Written by Frank Hayes and Evan SchumanWith lots of activity in the mobile payment and keyfob space, many have predicted the near-term demise of the rectangular plastic payment card. But at least two vendors are not giving up on wallet payment plastic without a fight.
Last Wednesday (Sept. 15), a Pittsburgh-based vendor called Dynamics unveiled a battery-powered device in the shape of a credit card that is capable of mimicking multiple cards by reprogramming its own magnetic stripe on the fly when the user hits a button to change accounts. Instead of replacing all of the credit cards in a consumer’s wallet, this device would instead sharply reduce their number.
This approach is reminiscent of a Japanese trial that, although it involved mobile rather than plastic, used a device that could store the CRM data from 100 retailers.
Meanwhile, First Gulf Bank in the United Arab Emirates on Tuesday (Sept. 21) launched what it calls an Internet credit card: No magnetic stripe, no embossed numbers; just a 3D secure password required to execute each transaction and a text-message alert to confirm it.

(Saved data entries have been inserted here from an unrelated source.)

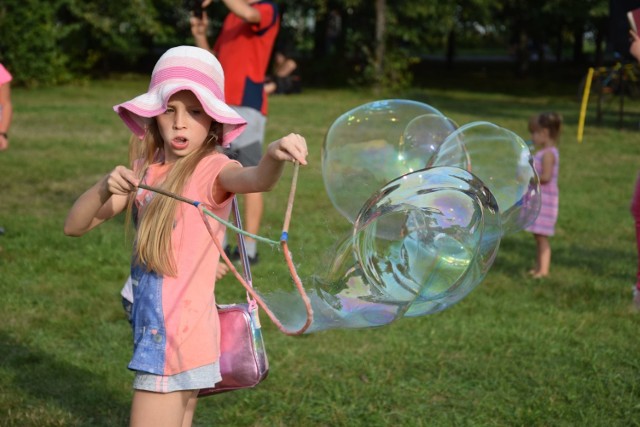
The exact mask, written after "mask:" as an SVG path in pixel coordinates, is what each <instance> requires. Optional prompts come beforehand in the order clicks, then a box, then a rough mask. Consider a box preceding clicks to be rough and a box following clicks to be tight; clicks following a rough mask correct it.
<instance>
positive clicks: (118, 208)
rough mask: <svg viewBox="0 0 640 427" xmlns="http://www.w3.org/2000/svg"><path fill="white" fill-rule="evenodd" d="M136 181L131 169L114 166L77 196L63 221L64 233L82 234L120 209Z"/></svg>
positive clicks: (118, 210) (67, 235)
mask: <svg viewBox="0 0 640 427" xmlns="http://www.w3.org/2000/svg"><path fill="white" fill-rule="evenodd" d="M137 185H138V179H137V178H136V176H135V174H134V172H133V171H132V170H130V169H127V168H126V167H124V166H118V167H116V168H115V169H114V170H113V171H111V173H109V174H108V175H105V176H104V177H102V179H100V181H98V182H97V183H96V184H95V185H94V186H93V187H91V188H89V189H88V190H87V191H85V192H84V194H82V196H80V197H79V198H78V200H76V202H75V203H74V204H73V206H72V207H71V210H70V211H69V214H68V215H67V219H66V220H65V222H64V234H66V235H67V236H82V235H83V234H85V233H86V232H87V231H89V230H91V229H93V228H95V227H97V226H98V225H100V224H102V223H103V222H104V221H106V220H108V219H110V218H113V217H114V216H116V215H117V214H119V213H120V212H122V211H123V210H124V209H125V208H126V207H127V203H128V200H129V197H130V195H131V193H133V192H134V191H136V188H137Z"/></svg>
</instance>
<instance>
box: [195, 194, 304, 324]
mask: <svg viewBox="0 0 640 427" xmlns="http://www.w3.org/2000/svg"><path fill="white" fill-rule="evenodd" d="M236 207H237V206H236ZM204 209H205V206H204V203H200V204H199V205H198V210H199V211H200V215H201V216H202V220H203V221H204V224H205V226H206V228H207V231H208V232H209V234H210V235H211V237H212V240H213V242H214V244H215V245H216V247H217V248H218V251H219V252H220V257H222V259H223V260H224V262H225V263H226V264H227V266H228V267H229V269H230V270H231V272H232V273H233V275H234V276H236V279H238V281H239V282H240V284H242V286H244V288H245V290H246V291H247V294H248V295H249V296H250V297H251V298H253V299H254V300H255V301H256V302H257V304H258V305H259V306H260V308H262V309H263V310H264V312H265V313H266V314H267V316H269V318H270V319H271V321H272V322H273V323H275V325H276V326H277V327H278V329H280V331H281V332H282V333H284V334H286V335H300V334H302V333H304V332H305V331H306V330H307V329H308V328H309V326H311V323H312V322H313V309H312V308H311V301H310V299H309V296H308V295H307V292H306V291H305V289H304V287H303V286H302V282H301V281H300V278H299V277H298V274H297V273H296V271H295V267H294V266H293V262H292V261H291V254H290V253H289V252H288V250H287V247H286V241H283V242H282V243H283V245H282V246H283V250H284V251H285V254H284V255H285V259H286V260H287V265H288V266H289V272H290V273H291V277H292V278H293V279H294V282H295V284H296V289H297V290H298V293H299V294H300V296H301V297H302V300H303V302H304V306H305V310H306V312H307V320H306V322H305V323H304V325H302V327H300V328H299V329H296V330H291V329H287V328H286V327H285V326H284V325H283V324H282V322H281V321H280V320H279V319H278V318H277V317H276V315H275V314H274V313H273V312H272V311H271V309H270V308H269V307H268V306H267V304H266V303H265V302H264V300H263V299H262V297H261V296H260V295H258V293H257V292H256V291H255V289H254V288H253V284H252V283H251V273H250V271H251V269H250V267H249V260H248V258H245V260H244V261H243V269H244V268H245V265H244V264H245V263H246V270H245V274H247V272H248V276H247V278H246V279H245V277H242V275H241V274H240V273H239V272H238V270H237V269H236V268H235V266H234V265H233V263H232V262H231V260H230V259H229V257H228V256H227V254H226V253H225V252H224V249H223V247H222V245H221V244H220V242H219V241H218V239H216V238H215V234H214V232H213V229H212V228H211V224H210V223H209V219H208V218H207V215H206V214H205V211H204ZM239 217H240V216H239V215H238V218H239ZM241 240H242V236H240V239H239V241H241ZM243 244H244V242H243ZM239 250H240V249H239ZM244 256H245V257H246V250H245V254H244Z"/></svg>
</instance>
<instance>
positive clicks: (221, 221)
mask: <svg viewBox="0 0 640 427" xmlns="http://www.w3.org/2000/svg"><path fill="white" fill-rule="evenodd" d="M138 188H143V189H145V190H149V191H153V192H154V193H158V194H162V195H163V196H167V197H171V198H173V199H176V200H179V201H181V202H185V203H188V204H190V205H193V206H195V207H196V208H202V210H203V212H204V213H205V214H207V215H209V216H210V217H211V218H213V219H215V220H216V221H218V222H220V223H222V224H224V225H225V226H226V227H227V228H229V229H231V230H233V231H235V232H236V233H240V234H244V235H245V236H247V237H251V238H252V239H254V240H258V241H261V242H264V243H268V244H270V245H272V246H276V245H278V244H279V242H276V241H275V240H271V239H267V238H266V237H262V236H258V235H256V234H252V233H249V232H248V231H245V230H243V229H241V228H238V227H236V226H235V225H233V224H232V223H230V222H229V221H225V220H224V219H222V218H220V217H219V216H218V215H216V214H214V213H213V212H211V211H210V210H209V209H207V208H206V207H204V204H203V203H202V202H199V201H197V200H191V199H188V198H186V197H182V196H180V195H178V194H175V193H172V192H170V191H166V190H163V189H161V188H156V187H151V186H150V185H146V184H138Z"/></svg>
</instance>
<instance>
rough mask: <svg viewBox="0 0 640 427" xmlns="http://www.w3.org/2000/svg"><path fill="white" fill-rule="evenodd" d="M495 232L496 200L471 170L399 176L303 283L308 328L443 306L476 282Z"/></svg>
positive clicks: (437, 167)
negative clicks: (309, 325) (305, 305)
mask: <svg viewBox="0 0 640 427" xmlns="http://www.w3.org/2000/svg"><path fill="white" fill-rule="evenodd" d="M500 236H501V230H500V220H499V215H498V209H497V204H496V201H495V199H494V198H493V196H492V195H491V192H489V190H488V189H487V188H486V187H485V186H484V185H483V183H482V182H481V181H479V180H478V179H477V178H476V177H474V176H473V175H472V174H470V173H469V172H467V171H465V170H463V169H459V168H452V167H436V168H430V169H422V170H419V171H416V172H411V173H409V174H406V175H403V176H401V177H398V178H396V179H395V180H393V181H391V182H389V183H387V185H385V186H383V187H382V188H381V189H379V190H378V191H377V192H376V193H374V194H373V195H372V196H371V197H370V199H369V200H368V201H366V202H365V204H364V206H363V207H362V209H361V211H360V212H359V214H358V215H357V217H356V220H355V224H354V227H353V230H352V232H351V233H350V234H349V235H348V236H345V238H344V240H343V241H342V242H340V243H339V244H338V245H337V249H336V251H335V256H334V259H333V263H332V264H331V265H330V266H329V268H328V270H327V271H323V272H322V274H320V275H316V276H314V277H312V278H310V279H307V280H305V287H306V289H307V293H308V295H309V296H310V299H311V306H312V308H313V312H314V317H313V323H312V325H311V327H310V328H309V329H308V330H307V332H314V331H319V330H323V329H330V328H364V327H372V326H382V325H386V324H388V323H390V322H392V321H394V320H396V319H398V318H400V317H402V316H420V315H424V314H431V313H435V312H438V311H441V310H443V309H445V308H447V307H449V306H450V305H452V304H454V303H456V302H457V301H459V300H460V299H461V298H463V297H464V296H465V295H467V294H468V293H469V292H470V291H471V290H473V288H475V287H476V286H477V285H478V284H479V283H480V282H481V281H482V279H483V278H484V276H485V274H486V273H487V271H488V269H489V267H490V266H491V263H492V262H493V259H494V258H495V255H496V253H497V250H498V246H499V243H500ZM263 297H264V299H265V300H266V301H267V303H268V305H269V306H270V307H271V308H272V310H273V309H274V307H277V308H278V309H277V311H278V312H279V313H282V319H281V321H283V323H284V324H285V325H286V326H287V327H288V328H290V329H297V328H299V327H300V325H301V324H302V323H304V320H305V312H304V308H303V307H302V305H301V304H300V303H299V301H298V302H296V301H295V300H296V298H292V297H291V296H290V295H287V294H285V293H273V294H270V295H263ZM274 311H275V310H274Z"/></svg>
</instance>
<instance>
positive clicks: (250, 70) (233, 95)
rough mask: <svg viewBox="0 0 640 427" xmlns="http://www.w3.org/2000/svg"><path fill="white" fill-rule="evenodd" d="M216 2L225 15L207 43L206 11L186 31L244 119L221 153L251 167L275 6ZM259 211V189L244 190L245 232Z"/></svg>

The intent is for this card to be used only online. It simply wouldn’t work in an ATM, and the only way it could work in a brick-and-mortar would be for the associate to key it in.
This is the latest in a series of card experiments to try and address consumers’ fears of fraud. But it’s not just fraud. Some are worried that sites will either charge more than they originally said or make unauthorized—and oftentimes recurring—charges. These concerns have prompted experimentation with one-time-use cards, where the user sets aside only the dollars he/she intends to spend. If the retailer tries to charge more, the transaction simply won’t go through.
We still see the life for rectangular payment as very short—perhaps no more than 15 years, with dramatic reductions in less than 10 years and significant reductions in five years. But creative moves such as we’re seeing from Dynamics and First Gulf Bank will be essential to keeping versions of the cards alive beyond the true beginning of mobile payments.